El ‘darwinismo empresarial’ no sólo no prueba sino que contradice radicalmente el darwinismo biológico. No hay ningún paso posible del uno al otro. Darwin nunca sostuvo que la selección natural seleccionara a los más listos o a los más hijos de puta; la selección natural se limita, en efecto, a seleccionar «los más aptos». ¿Qué significa esto? Pondré un ejemplo casi tendencioso. El neuropsicólogo inglés Nicholas Humphrey, especialista en nuestros primos primates, nos habla de una raza de simios entre los miembros de la cual sólo algunos, los más inteligentes, son capaces de abrir unas nueces particularmente duras y resistentes. Estos monos privilegiados manejan las manos -sede física de las ventajas neuronales- con una destreza inigualable que probablemente sus congéneres, mientras los ven maniobrar con éxito, envidian desde lejos. Aunque sólo durante ese minuto de gloria. Porque hay un problema: resulta que estas nueces son venenosas; y precisamente los más listos y hábiles, debido a su habilidad, mueren sin remedio, mientras que los más vagos y tontos sobreviven.
Así ha sido la historia de la vida en nuestro planeta. El tamaño y la fuerza de los dinosaurios, que los convertían en dueños absolutos de la Tierra en el Jurásico, los hizo mortalmente frágiles durante la extinción cretácica. En cuanto al resto, ninguna criatura viva demuestra una capacidad de adaptación y mutación mayor que las bacterias, las únicas que sobrevivirán a la inteligencia superior de los humanos. Me gusta la historia de esta bacteria -citadas por Christopher Potter- que vive a mil metros bajo tierra, digiriendo la materia orgánica lentamente, sin ayuda de oxígeno, y que se divide una vez cada mil años: «Es -dice Potter- la existencia más relajada del planeta».
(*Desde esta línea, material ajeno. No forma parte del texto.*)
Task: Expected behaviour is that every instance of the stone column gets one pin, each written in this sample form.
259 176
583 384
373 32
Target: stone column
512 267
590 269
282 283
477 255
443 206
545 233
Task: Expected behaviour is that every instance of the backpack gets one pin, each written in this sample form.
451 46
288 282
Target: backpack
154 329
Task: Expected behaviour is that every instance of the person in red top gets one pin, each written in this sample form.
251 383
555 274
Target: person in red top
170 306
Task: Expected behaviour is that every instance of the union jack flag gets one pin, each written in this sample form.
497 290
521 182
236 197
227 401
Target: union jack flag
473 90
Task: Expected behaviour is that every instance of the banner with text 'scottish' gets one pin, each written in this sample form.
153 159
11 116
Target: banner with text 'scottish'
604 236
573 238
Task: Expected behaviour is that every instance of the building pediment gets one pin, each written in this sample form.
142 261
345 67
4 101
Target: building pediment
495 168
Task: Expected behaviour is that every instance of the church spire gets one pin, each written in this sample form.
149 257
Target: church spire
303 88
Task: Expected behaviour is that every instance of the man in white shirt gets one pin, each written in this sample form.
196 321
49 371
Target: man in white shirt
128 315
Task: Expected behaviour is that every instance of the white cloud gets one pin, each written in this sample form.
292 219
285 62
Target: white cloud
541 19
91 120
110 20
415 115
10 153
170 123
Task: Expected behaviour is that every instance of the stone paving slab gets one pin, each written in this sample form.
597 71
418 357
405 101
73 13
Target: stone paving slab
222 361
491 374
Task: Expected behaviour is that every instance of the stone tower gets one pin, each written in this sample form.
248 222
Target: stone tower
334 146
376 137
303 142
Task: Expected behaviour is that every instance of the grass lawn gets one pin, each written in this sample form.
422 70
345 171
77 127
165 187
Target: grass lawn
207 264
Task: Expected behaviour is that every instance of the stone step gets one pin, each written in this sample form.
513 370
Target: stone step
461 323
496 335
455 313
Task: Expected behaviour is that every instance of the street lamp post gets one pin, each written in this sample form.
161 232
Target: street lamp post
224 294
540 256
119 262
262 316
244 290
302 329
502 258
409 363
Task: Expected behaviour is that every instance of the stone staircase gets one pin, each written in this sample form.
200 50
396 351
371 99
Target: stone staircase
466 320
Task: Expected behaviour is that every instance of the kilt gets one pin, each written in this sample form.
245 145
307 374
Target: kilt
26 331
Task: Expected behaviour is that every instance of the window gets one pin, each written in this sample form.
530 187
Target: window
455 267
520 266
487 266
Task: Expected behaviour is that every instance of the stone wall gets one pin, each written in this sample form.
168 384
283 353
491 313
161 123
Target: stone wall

El caso de los simios de Humphrey es ejemplar y puede trasladarse, en sentido contrario, al darwinismo empresarial de la nihilista supervivencia capitalista, ya que es la inteligencia de los humanos -más de unos que otros, por supuesto- la que está poniendo en peligro la continuidad de la especie. Parafraseando el lúcido y agorero Jorge Riechmann, el capitalismo -expresión colosal de la máxima riqueza, fuerza, poder y cálculo- se «adaptará» de tal manera a las condiciones apocalípticas que él mismo ha generado que morirá, en plena aceleración, a la vez que sus beneficiarios y sus víctimas.
Ni los más tontos sobreviviremos. Porque no somos lo suficientemente tontos para no morder también -Adanes del fin del mundo- las nueces venenosas de la ‘inteligencia’. El árbol del principio estaba prohibido; el árbol del final se nos ofrece, por el contrario, obligatorio y apetecible bajo el foco deslumbrante de la publicidad. Seguiremos abriendo las nueces, alegres y diestros, hasta el apagón final.